II. Compare the change in levels of intermediate biomarkers (Ki-67, B-cell lymphoma 2 [Bcl2], cyclin D, KiP1/P27, vascular endothelial growth factor [VEGF], and cluster of differentiation [CD]31) in biopsy (pre-treatment) and prostatectomy (post-treatment) specimens collected from subjects treated with Polyphenon E or placebo during the period between biopsy and prostatectomy.
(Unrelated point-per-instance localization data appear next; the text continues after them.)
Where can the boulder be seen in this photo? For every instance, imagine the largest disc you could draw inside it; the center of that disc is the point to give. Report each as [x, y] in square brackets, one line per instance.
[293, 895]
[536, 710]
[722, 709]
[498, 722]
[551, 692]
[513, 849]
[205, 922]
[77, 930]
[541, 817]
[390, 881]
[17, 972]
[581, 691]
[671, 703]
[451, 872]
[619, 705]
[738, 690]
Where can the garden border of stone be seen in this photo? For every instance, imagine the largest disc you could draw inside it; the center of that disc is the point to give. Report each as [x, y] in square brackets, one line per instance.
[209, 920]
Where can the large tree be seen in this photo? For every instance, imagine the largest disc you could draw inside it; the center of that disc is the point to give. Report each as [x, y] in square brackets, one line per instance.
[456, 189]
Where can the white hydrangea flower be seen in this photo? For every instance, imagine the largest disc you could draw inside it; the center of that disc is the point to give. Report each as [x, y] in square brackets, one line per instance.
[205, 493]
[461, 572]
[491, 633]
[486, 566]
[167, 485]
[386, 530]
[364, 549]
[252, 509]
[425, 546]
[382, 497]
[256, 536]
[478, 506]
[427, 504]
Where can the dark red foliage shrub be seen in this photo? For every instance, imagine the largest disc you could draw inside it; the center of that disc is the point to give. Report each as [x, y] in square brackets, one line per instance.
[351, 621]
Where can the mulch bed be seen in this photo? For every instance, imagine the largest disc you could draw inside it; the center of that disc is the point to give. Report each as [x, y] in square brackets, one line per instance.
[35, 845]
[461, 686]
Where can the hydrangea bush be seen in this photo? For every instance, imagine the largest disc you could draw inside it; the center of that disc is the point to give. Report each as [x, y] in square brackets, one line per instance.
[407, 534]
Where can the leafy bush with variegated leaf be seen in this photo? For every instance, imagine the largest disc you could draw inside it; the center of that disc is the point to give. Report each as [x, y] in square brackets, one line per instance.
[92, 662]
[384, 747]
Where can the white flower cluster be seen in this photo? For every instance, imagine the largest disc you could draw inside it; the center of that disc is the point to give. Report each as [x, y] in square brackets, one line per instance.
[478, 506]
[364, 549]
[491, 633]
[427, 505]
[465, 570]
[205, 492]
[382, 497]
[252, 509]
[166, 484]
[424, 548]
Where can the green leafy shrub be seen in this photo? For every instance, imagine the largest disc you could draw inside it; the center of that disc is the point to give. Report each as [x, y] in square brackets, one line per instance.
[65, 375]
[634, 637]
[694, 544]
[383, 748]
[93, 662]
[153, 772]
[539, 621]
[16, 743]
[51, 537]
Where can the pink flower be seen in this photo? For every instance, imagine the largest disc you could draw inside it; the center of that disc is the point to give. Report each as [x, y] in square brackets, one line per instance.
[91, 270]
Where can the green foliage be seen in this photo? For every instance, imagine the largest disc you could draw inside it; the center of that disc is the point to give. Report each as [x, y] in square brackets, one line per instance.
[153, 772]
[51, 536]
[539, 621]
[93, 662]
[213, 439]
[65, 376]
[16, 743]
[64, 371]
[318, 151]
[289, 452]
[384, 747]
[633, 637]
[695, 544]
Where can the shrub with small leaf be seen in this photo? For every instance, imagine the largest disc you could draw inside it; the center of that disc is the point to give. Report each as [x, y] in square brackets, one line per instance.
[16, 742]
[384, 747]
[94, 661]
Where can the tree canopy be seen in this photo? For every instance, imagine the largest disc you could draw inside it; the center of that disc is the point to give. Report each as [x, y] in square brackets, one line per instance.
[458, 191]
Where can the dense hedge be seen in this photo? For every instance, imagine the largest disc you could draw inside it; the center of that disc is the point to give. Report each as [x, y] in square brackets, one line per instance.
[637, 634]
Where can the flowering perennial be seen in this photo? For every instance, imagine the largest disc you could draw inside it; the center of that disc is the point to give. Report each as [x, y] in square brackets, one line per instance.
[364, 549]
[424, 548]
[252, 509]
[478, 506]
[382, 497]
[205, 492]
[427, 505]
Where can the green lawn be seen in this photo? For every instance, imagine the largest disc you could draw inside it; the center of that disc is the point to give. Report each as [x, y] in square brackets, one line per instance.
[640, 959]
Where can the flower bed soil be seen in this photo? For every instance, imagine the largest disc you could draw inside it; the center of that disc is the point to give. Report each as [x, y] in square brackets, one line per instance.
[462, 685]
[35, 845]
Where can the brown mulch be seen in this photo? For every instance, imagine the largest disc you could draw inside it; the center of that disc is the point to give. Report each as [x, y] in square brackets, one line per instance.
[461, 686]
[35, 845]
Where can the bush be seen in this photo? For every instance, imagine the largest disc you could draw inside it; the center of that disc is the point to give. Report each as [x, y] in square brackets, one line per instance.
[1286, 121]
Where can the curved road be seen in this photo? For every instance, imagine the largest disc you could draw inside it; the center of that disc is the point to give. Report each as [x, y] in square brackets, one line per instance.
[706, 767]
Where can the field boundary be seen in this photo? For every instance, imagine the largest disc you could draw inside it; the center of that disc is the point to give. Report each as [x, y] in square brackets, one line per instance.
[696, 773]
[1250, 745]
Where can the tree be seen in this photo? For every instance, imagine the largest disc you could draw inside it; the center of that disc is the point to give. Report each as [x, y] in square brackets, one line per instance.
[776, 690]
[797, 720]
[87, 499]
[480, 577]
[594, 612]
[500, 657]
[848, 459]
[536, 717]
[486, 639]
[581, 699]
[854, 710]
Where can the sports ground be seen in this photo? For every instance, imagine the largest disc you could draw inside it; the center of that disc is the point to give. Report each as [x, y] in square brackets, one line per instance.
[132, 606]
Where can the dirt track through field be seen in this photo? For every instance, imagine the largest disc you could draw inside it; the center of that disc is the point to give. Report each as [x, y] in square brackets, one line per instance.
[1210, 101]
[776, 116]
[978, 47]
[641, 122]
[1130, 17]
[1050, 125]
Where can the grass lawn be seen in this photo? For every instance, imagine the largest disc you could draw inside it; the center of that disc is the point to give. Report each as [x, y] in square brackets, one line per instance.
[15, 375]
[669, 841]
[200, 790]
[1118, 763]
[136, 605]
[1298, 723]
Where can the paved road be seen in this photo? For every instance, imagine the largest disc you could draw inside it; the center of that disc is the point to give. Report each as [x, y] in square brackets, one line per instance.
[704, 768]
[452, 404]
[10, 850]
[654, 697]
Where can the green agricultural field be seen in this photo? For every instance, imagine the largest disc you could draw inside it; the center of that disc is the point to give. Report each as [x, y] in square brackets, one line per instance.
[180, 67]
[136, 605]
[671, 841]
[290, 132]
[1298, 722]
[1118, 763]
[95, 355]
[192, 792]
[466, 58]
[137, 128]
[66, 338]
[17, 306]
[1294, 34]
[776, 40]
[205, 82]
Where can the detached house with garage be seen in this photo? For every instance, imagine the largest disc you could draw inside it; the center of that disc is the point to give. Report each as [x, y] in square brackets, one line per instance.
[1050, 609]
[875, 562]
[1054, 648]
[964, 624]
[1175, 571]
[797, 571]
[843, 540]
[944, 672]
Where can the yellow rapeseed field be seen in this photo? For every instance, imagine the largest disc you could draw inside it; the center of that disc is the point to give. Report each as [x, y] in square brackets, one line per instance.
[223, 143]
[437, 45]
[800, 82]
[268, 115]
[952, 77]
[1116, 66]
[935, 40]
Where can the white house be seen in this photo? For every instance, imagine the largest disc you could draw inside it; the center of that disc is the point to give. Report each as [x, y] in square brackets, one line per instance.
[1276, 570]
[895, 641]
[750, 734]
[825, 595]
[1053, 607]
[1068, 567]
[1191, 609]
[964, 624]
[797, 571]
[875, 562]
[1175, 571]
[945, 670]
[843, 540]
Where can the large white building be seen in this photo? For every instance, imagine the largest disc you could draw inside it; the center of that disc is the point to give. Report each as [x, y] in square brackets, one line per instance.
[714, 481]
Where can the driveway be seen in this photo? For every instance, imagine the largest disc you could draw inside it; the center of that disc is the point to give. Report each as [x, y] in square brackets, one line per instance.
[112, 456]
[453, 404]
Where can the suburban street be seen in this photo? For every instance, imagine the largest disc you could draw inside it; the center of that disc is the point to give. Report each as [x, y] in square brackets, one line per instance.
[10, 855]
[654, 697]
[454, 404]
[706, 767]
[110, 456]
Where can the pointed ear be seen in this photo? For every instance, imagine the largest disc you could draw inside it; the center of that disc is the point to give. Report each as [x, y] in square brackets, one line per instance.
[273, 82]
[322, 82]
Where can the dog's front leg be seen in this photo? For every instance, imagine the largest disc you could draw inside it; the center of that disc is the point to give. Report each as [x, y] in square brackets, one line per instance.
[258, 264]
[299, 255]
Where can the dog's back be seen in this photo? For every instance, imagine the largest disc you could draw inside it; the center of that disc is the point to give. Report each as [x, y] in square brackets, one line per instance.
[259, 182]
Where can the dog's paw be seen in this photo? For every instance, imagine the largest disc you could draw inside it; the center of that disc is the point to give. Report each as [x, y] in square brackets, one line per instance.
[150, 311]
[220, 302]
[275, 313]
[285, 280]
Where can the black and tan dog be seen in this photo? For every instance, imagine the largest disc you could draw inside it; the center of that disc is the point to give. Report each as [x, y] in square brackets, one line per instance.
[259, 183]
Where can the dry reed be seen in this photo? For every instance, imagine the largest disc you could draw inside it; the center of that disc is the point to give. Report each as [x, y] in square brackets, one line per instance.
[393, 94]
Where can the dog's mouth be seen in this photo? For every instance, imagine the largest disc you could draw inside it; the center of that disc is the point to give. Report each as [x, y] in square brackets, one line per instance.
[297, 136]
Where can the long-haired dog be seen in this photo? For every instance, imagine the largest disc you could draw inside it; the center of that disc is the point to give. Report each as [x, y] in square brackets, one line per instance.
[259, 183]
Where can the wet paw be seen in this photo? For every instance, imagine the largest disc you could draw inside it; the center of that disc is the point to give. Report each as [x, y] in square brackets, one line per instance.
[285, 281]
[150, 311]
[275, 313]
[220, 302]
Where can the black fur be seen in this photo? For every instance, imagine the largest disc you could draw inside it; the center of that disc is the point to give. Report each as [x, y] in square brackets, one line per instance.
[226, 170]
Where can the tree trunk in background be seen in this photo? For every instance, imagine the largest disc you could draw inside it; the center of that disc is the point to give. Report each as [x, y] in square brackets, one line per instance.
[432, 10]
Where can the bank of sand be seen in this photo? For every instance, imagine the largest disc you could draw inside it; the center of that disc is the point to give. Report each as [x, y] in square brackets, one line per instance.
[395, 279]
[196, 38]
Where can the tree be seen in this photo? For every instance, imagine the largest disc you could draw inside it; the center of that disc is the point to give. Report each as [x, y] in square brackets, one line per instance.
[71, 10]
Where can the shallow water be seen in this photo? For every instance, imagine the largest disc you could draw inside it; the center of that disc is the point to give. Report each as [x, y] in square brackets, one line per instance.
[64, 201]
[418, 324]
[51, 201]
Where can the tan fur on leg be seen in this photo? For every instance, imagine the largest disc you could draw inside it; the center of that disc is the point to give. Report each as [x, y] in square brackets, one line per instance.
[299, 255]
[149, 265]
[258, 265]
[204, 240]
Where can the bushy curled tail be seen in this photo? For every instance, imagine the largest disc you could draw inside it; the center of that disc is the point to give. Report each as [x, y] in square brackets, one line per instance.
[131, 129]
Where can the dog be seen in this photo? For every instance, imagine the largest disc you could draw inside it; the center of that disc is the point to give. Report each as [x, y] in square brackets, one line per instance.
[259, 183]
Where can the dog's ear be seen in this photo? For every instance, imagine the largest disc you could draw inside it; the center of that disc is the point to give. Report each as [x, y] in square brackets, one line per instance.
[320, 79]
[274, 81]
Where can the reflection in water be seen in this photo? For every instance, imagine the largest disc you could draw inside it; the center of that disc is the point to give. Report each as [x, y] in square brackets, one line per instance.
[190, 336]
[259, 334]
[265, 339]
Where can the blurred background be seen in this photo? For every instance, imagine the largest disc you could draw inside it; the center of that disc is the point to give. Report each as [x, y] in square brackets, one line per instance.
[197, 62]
III. Compare the change in pre- and post-treatment serum prostate-specific antigen (PSA) level in subjects treated with Polyphenon E or placebo during the period between biopsy and prostatectomy.
IV. Evaluate bioavailability of catechins from Polyphenon E (plasma and tissue catechin levels, catechin metabolites in urine).
V. Evaluate the safety and tolerability of Polyphenon E in this subject population.
OUTLINE: Patients are randomized to 1 of 2 treatment arms.
ARM I: Patients receive defined green tea catechin extract orally (PO) QD for 4-10 weeks in the absence of disease progression or unacceptable toxicity. Patients undergo radical prostatectomy between days 28-70.
ARM II: Patients receive placebo PO QD for 4-10 weeks in the absence of disease progression or unacceptable toxicity. Patients undergo radical prostatectomy between days 28-70.
After completion of study treatment, patients are followed up periodically.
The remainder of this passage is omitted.